If a node needs to be removed from a section, the section will need to be partitioned at the removed node (e.g. if the section is node[01-08] and node04 is being removed, the section will need to be partitioned to node[01-03] and node[05-08]). This can be accomplished by:
- Using the Copy button from the Actions column of the node section to duplicate the section.
- From the original node section, rename the section to the name of the first partition.
- In the duplicate node section, rename the section to the name of the second partition.
This will effectively remove the node from ClusterVisor, but with the node sections partition, this will result in any changes needing to be made to the nodes to be done in both sections. A way to counter against this would be to instead reassign a node at the end of the node section to replace the removed node (e.g. if the section is node[01-08] and node04 is being removed, then node08 would be reassigned as node04). This can be done by:
- Remove all variant fields of the removed node.
- Reassign the variant fields of the reassigned node to the removed node (e.g., following the previous example, this would mean changing all node08 variant fields to be node04 instead).
- Rename the section so that only the last node is removed (e.g., following the previous example, the section name would change from node[01-08] to node[01-07]).

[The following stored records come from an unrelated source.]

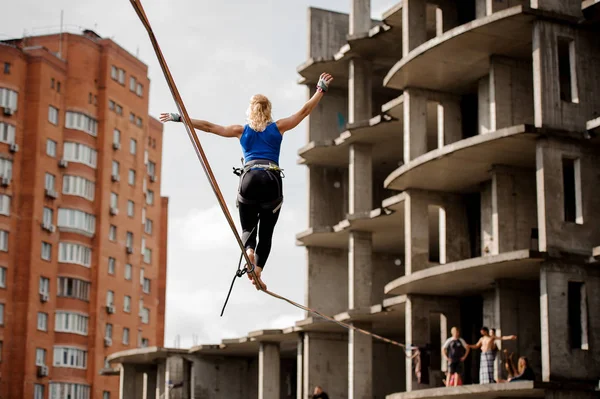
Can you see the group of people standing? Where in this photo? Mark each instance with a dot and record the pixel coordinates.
(455, 350)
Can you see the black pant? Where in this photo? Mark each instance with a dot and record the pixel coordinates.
(261, 188)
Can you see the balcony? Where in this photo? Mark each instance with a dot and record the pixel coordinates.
(469, 276)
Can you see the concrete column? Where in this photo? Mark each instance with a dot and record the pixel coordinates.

- Reboot the reassigned node so that it can be reconfigured (e.g., following the previous example, node08 would need to be rebooted so that it will then be configured as node04).

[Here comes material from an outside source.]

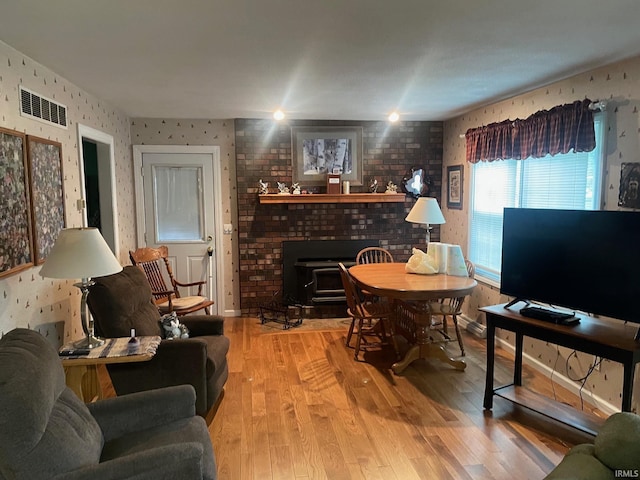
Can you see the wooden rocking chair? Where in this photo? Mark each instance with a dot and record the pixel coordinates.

This method would not require any duplicate sections to be created, so there would be no partition to manage like the other method. However, this can potentially lead to confusion since the labels on the node will still have the old node names on them (e.g., following the previous example, although node08 has been reassigned as node04, its labels will still show it is node08).

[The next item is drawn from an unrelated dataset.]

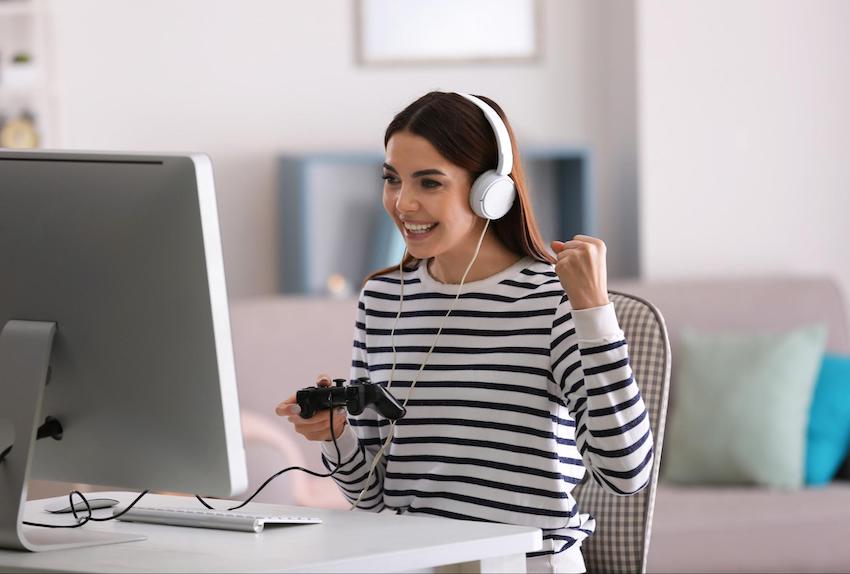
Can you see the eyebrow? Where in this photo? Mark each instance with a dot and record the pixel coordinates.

There is one other edge case for removing a node, which is if the node that needs to be removed is the beginning or end of a node's section (e.g., if the section is node[01-08], the beginning and ending nodes would be node01 and node08, respectively). In this case, nothing special needs to be done like the previous two methods, and only the node section needs to be renamed with the beginning or end removed (e.g., using the previous example, the section name would become node[02-08] if node01 is removed or node[01-07] if node08 is removed).
It is important to note that nodes do not need to be removed from ClusterVisor for the node to no longer be managed by it. Using a variant field to disable the plugins for a node will effectively make it so that ClusterVisor will no longer make modifications to the node. The method of using variant fields to isolate a node from its node section is a way to "softly" remove a node without needing to manage any of the hassles listed above.
Using the command line
Most of what has been described above has already been outlined in previous sections on how to modify the configuration values of nodes. However, the one new concept introduced was being able to delete a section. This can be done using the cv-conf utility using the --delete flag, but as mentioned above it is advisable to remove or disable the plugins for the nodes being removed first, which can be done using the --plugins flag.